Sağlık hizmetlerinde son 10 yılda yaptıkları reformları ve elde ettikleri başarıları paylaşmanın gururunu yaşadıklarını belirten Müezzinoğlu, şöyle devam etti: “Türkiye, 2000’li yıllardan itibaren çok yönlü dönüşüm ve gelişim yaşadı. Başbakanımızın kararlı adımlarıyla insan ve hakkaniyet odaklı sağlık hizmeti anlayışı gerçekleştirildi. Hükümetimizin insan ve hakkaniyet odaklı etik anlayışı sayesinde, vatandaşlarımızın kaliteli sağlık hizmetlerine eşit biçimde erişmeleri, temel hedefimiz olmuştur. Ülkemiz bütün bu uygulamalarda başarılı olup, sağlık alanında rol model olmuştur. Bu süreçte Türkiye’nin gösterdiği siyasi kararlılık, liderlik fonksiyonunu doğru şekilde yürütmesi ve toplumun desteğini alması, bu başarıda önemli paya sahiptir. Başarıların devamlılığı finansal sürdürülebilirliğin sağlanabilmesine bağlıdır."
Hedeflenen sonuçlara ulaşabilmek için de kaynakların verimli, etkin kullanılmasının yanı sıra hizmetin kesintisiz sağlanması gerektiğini belirten Bakanımız, şunları kaydetti: “Hızla değişen dünyamızdaki bilimsel ve ekonomik gelişmeler, ülkelerin farklılaşan demografik yapısı, sağlık sorunlarının değişimi ve maliyetlerindeki artışlar, bu konudaki politikalarımızı, sürekli yenilemeyi kaçınılmaz kılmaktadır. Sağlık hizmetlerinin sürdürülebilirliği açısından, yeniliklere açık olmak, dahası yeniliklere uyum sağlayabiliyor olmak hayati önem arz etmektedir.”
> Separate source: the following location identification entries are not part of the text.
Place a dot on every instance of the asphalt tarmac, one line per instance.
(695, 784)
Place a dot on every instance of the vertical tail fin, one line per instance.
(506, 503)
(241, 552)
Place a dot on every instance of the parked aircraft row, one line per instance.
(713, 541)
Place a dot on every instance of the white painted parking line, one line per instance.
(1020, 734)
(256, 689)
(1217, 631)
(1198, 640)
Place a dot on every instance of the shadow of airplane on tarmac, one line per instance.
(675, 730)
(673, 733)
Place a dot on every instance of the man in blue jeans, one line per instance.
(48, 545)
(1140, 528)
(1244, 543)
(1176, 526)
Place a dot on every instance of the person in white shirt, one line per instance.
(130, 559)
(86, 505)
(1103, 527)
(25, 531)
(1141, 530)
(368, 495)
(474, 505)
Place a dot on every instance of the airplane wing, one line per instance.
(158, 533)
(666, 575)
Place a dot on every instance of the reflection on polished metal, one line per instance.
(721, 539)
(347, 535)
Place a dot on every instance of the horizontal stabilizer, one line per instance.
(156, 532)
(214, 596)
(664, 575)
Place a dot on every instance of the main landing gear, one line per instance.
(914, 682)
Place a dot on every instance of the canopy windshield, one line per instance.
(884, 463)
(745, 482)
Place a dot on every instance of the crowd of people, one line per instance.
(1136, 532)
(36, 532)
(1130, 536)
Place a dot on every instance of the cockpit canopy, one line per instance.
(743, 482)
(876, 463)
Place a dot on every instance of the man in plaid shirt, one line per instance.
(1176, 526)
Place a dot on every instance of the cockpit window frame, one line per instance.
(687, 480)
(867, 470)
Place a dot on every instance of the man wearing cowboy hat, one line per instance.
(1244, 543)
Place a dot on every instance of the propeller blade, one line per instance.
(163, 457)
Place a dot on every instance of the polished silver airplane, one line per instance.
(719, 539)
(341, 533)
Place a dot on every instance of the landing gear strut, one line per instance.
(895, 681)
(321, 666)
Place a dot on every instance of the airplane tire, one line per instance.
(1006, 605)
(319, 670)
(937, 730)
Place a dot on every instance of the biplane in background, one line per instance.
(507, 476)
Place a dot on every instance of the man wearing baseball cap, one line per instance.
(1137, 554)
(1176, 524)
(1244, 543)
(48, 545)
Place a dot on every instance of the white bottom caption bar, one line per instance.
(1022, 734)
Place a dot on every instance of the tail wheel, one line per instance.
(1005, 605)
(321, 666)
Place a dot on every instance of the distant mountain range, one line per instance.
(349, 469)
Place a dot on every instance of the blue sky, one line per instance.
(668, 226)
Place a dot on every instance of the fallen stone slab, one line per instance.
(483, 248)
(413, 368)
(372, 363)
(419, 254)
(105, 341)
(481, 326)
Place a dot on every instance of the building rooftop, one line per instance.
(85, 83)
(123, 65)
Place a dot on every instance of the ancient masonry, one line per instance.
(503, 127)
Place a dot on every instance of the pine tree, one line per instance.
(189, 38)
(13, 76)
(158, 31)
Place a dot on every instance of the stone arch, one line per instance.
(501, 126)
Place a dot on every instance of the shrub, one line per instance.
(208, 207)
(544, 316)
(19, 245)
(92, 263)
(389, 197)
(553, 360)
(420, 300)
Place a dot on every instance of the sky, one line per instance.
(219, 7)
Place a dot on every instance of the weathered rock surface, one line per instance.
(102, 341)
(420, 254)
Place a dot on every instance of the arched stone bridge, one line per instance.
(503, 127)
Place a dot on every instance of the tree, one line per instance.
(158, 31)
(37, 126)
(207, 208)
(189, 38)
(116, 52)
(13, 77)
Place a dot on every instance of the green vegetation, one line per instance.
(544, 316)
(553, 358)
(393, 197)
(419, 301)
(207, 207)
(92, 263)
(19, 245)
Sağlık hizmetlerinde finansman, ödeme, organizasyon, düzenleme, sunum ve geri bildirim gibi parametrelerin yönetim anlayışlarının temelini oluşturduğunu vurgulayan Bakanımız Dr. Müezzinoğlu, sağlık hizmetleri sunumu ve yönetiminde gelişmiş ülkelerin seviyesine ulaştıklarını, bu kapsamda, 2012 ve 2013'te Dünya Sağlık Örgütü'nün "Dünya Sağlık Asamblesi" toplantılarında Türkiye'yi örnek ülke gösterdiğini hatırlattı. Türkiye’nin sağlık alanındaki tecrübelerini dünya devletleriyle paylaşmaya hazır olduğunu söyleyen Müezzinoğlu, sözlerini şöyle tamamladı: “Bilgi ve tecrübenin paylaştıkça artacağına inanan insanlar olarak, burada, iki gün boyunca, küresel sağlık politikalarına ciddi katkılar sunacak çalışmalar yapılacağına inanıyorum.”
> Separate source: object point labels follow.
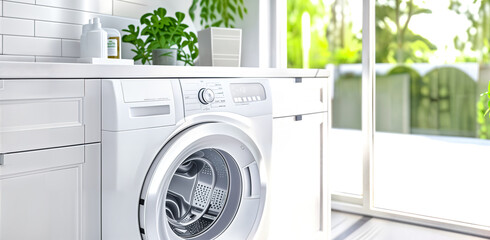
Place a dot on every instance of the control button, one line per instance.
(206, 95)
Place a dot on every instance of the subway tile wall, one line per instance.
(49, 30)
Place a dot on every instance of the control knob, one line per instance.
(206, 95)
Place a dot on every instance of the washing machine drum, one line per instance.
(204, 184)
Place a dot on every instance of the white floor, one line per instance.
(437, 176)
(352, 227)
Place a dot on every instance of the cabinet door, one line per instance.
(40, 194)
(297, 192)
(40, 113)
(292, 96)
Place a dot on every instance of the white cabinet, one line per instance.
(299, 199)
(50, 159)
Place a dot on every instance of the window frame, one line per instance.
(364, 204)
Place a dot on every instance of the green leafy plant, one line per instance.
(218, 13)
(488, 102)
(161, 31)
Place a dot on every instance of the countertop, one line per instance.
(15, 70)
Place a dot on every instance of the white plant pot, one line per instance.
(165, 56)
(220, 47)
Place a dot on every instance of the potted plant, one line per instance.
(163, 39)
(219, 42)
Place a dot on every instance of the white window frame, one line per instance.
(364, 204)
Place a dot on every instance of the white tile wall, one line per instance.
(37, 12)
(98, 6)
(17, 58)
(49, 30)
(129, 10)
(23, 1)
(56, 59)
(31, 46)
(58, 30)
(15, 26)
(70, 48)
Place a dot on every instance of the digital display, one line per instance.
(247, 92)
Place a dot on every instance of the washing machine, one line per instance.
(185, 158)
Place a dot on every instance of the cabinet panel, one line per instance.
(41, 194)
(92, 110)
(91, 193)
(25, 162)
(292, 96)
(41, 206)
(299, 209)
(36, 114)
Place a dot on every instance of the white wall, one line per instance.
(49, 30)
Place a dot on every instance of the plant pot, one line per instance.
(220, 47)
(164, 56)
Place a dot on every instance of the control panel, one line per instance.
(247, 92)
(242, 96)
(203, 94)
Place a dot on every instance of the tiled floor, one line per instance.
(354, 227)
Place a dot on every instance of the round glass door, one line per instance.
(201, 182)
(198, 192)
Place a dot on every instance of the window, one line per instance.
(413, 145)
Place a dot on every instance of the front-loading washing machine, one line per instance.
(184, 159)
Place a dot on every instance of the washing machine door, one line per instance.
(206, 183)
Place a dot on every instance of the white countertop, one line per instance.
(80, 70)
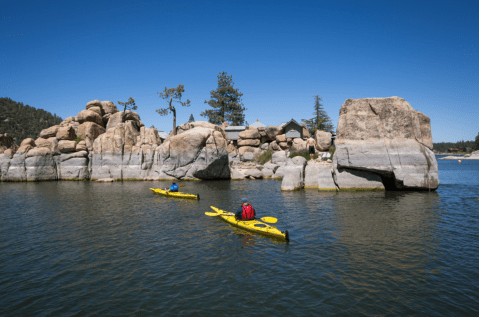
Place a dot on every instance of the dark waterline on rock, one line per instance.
(72, 248)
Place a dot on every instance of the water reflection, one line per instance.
(389, 237)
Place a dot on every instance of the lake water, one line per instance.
(115, 249)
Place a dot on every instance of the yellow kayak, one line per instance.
(174, 194)
(252, 225)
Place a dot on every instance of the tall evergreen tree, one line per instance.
(321, 120)
(128, 105)
(226, 103)
(174, 95)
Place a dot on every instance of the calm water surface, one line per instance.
(115, 249)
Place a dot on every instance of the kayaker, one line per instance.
(246, 211)
(311, 143)
(173, 188)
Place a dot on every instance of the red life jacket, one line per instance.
(248, 212)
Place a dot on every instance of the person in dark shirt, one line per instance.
(173, 188)
(246, 211)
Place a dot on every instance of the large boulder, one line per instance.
(124, 152)
(66, 133)
(253, 173)
(89, 116)
(236, 175)
(89, 131)
(248, 142)
(198, 153)
(273, 131)
(384, 143)
(293, 174)
(293, 178)
(319, 175)
(6, 142)
(273, 146)
(73, 166)
(49, 132)
(281, 138)
(305, 131)
(65, 146)
(108, 107)
(323, 140)
(120, 117)
(299, 145)
(50, 143)
(196, 124)
(93, 103)
(251, 133)
(279, 158)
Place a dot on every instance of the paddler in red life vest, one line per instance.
(246, 211)
(173, 188)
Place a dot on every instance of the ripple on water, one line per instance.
(116, 249)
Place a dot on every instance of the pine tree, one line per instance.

Sağlık hizmetlerini hakkaniyetli bir şekilde sunduk
Açılış konuşmasından sonra, The Lancet dergisinin editörü Richard Horton’un moderatörlüğünü yaptığı “Genel Sağlık Kapsamı” paneli yapıldı. Oturuma önceki Sağlık Bakanı Erzurum Milletvekili Prof. Dr. Recep Akdağ, Ekonomik Kalkınma ve İşbirliği Örgütü (OECD) Genel Sekreter Yardımcısı Yves Letermen, Dünya Bankası İdari Yöneticisi Sri Mulyani Indrawati ve Dünya Sağlık Örgütü (DSÖ) Sağlık Ekonomisi Politikaları Koordinatörü Joseph Douglas Kutzin yer aldı.
Prof. Dr. Recep Akdağ, sağlık hizmetlerinden yararlanmanın temel bir hak olduğunu belirterek, hükümetlerin sağlık için ciddi bütçeler ayırması gerektiğini vurguladı. Birçok dünya ülkesinde sağlığa gerektiği kadar yatırım yapılmadığına dikkat çeken Akdağ, şunları kaydetti: “Yoksul ülkelerde mutlaka hükümetler sağlığa gerekli bütçeyi ayırmalıdır çünkü bu bir insan hakkıdır. Biz bunu Türkiye’de yaptık. Hükümetimiz sağlığa gereken kaynakları ayırdı, biz sağlık yöneticileri de bu parayı çok iyi bir şekilde kullandık. Hizmetlerin hakkaniyet ölçüsünde herkese ulaştırılması, sağlık alanında yapılan reformlar kadar önemlidir. Ülkenin zenginleri ya da belli bir kesiminin sağlık hizmetlerinden yararlanmasını sağlamak, iyi bir sağlık sistemini oluşturulduğunu göstermez. Hizmetler, herkese zamanında ve eşit bir şekilde sunulması gerekiyor. Bizim Türkiye’de yaptığımız budur.”
Panelden sonra akademik dergi The Lancet'te yayınlanan “Türkiye'de Genel Sağlık Kapsamı: Hakkaniyetin Artırılması” başlıklı makale ele alındı. Söz konusu çalışmada, Türkiye’nin son on yılda sağlık alanında yapılan çalışmalar veriler ışığında ele alındı. Konferansın ilk günkü programı, günün sonunda düzenlenen basın toplantısıyla tamamlandı.